O tradutor Figueiredo é um veterano que verteu para o português dezenas de títulos em diversos idiomas. Ele já traduziu Turguêniev, Tchekhov e Górki. Sua tradução de “Ressurreição”, de Tólstoi, foi laureada com o Prêmio Literário da Fundação Biblioteca Nacional.
Em tempos de box, pacote
A edição da Cosac Naify pertence à “coleção particular”, série composta por livros clássicos, de narrativa breve e projeto gráfico interpretativo.
“Procuramos um diálogo entre forma e conteúdo. É uma experiência de leitura, não é só o livro visto como fetiche, como livro-objeto”, explica a editora Paula Colonelli.
De fato, o próprio design da coleção já é uma interpretação de seu conteúdo. “Avenida Niévski” é ilustrado com gravuras da década de 1830, reproduzindo graficamente uma caminhada pela principal artéria de São Petersburgo. A ideia de passeio, de circularidade e de passagem do tempo ficam intimamente ligadas ao design do livro e à disposição e às cores dos parágrafos.
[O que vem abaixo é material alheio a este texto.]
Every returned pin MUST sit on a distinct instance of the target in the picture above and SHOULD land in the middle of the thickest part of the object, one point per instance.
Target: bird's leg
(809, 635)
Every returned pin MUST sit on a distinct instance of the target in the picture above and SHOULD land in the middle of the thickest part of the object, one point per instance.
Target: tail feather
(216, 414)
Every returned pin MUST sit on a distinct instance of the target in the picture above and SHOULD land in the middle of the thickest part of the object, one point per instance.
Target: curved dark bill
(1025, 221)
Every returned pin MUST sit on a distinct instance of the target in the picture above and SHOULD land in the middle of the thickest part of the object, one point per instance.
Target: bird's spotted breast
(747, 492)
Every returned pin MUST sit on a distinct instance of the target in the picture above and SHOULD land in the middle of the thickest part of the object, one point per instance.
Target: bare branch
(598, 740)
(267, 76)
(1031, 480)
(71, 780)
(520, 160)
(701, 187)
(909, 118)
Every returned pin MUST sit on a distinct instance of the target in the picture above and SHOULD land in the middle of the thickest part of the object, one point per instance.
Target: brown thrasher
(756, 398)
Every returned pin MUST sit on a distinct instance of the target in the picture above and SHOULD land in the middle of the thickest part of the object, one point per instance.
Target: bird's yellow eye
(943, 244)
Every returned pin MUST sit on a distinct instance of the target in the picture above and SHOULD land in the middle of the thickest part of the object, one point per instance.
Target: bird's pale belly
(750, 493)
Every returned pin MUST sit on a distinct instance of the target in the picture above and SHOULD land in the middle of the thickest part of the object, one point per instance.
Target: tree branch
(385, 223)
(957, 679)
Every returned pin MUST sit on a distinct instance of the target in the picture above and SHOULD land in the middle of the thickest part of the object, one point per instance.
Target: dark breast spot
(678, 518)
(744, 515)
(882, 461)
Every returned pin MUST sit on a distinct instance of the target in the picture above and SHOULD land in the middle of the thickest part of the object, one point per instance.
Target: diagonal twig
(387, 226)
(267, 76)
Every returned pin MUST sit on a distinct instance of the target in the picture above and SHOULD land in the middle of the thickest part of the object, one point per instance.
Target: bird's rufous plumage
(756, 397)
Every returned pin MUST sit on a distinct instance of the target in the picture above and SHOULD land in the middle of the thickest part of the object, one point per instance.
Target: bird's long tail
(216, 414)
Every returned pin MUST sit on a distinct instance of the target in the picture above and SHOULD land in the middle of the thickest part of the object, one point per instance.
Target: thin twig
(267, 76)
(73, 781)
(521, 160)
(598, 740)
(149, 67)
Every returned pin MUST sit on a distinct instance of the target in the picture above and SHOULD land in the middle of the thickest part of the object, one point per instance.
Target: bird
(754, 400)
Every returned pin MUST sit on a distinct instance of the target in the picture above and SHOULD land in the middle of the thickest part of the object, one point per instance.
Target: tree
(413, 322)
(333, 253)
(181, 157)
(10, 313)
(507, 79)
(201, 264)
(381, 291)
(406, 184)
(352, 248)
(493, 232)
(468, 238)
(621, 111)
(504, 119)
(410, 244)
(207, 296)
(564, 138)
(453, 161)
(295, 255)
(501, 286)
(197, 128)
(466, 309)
Sem orelhas ou prefácio, os volumes carecem de uma introdução, uma vez que situar Gógol no contexto da literatura russa do século 19 não é fácil. Fica sem explicação, por exemplo, a razão de se publicar ambos os livros juntos, já que se tratam de narrativas bem distintas do autor, uma ficcional, a outra, não.
“Temos dois Gógol, o que se pronuncia oficialmente como escritor e o ficcionista. Isso mostra a dubiedade de uma personalidade muito complexa”, lembra a professora Cavaliere.
“Avenida Niévski” e “Notas de Petersburgo de 1836” são revelações dessas duas facetas, a do homem público que faz as suas análises sobre a vida cultural, e a do criador, muitas vezes em contradição com o analista.
O escritor, nascido em 1809, é também autor de “O Nariz”, “O Capote” e “O Inspetor Geral”, entre outros, e morreu em 1852, enfraquecido por se recusar a comer, não sem antes queimar a parte final de seu “Almas Mortas”. Isso tudo só confirma o retrato que Cavaliere pinta de sua obra: simultaneamente real e grotesca, verdadeira e fantástica.